The shops close and the few figures that remained on the street begin the way back to their homes, there is some unrepentant soul in the only bar trying to delay a more or less generalized blackout. The reflections on the water are transformed, the vivid colours that characterize the island disappear and these become timid lights that barely illuminate houses doors or the empty passages. They suggest the embrace of a dreamlike fog that, in wintertime, pretends to cover even the outstanding leaning of San Martino bell tower. The echo of the steps refers to some criminal who tries to perpetrate an unknown crime protected by the darkness, but there is no one to attack but yourself, but the water is too cold and it is late, even for night owls. (Do not forget that it's already eight). At half hour past seven in the evening there is no shop left open, nor the restaurants, but one, irreducible, which houses the last drinks of the local customers. At the bar, the three waitresses, who in their black uniform looked like three young widows, arrange tables and chairs. Soon there will not be a soul, even Fondamenta degli Assassini, the murderers’ alley, will be emptied... you will not be able to kill time either.
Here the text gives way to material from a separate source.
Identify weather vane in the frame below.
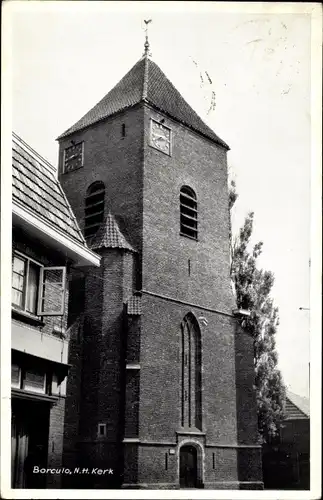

On an ochre wall, a Madonna holds the child who seems to stare at the light of a street lamp, on San Martino facade the electric flame survives, perpetually paying tribute to the Great War fallen, the patera with the winged lion of San Marco, next to the door where the Uffici Comunale di Burano once stood, showing the open gospel book with the words: PAX TIBI MARCE, EVANGELISTA MEVS.
And even so, the nights are faintly dyed in the same colours of each façade, slightly, with the austerity that the scarce visibility provides, they suggest foreign memories, of strangers, borrowed during a moment to feed the imagination. Burano, at night, fades in the shadows of the lagoon, forging the matter with which dreams are made.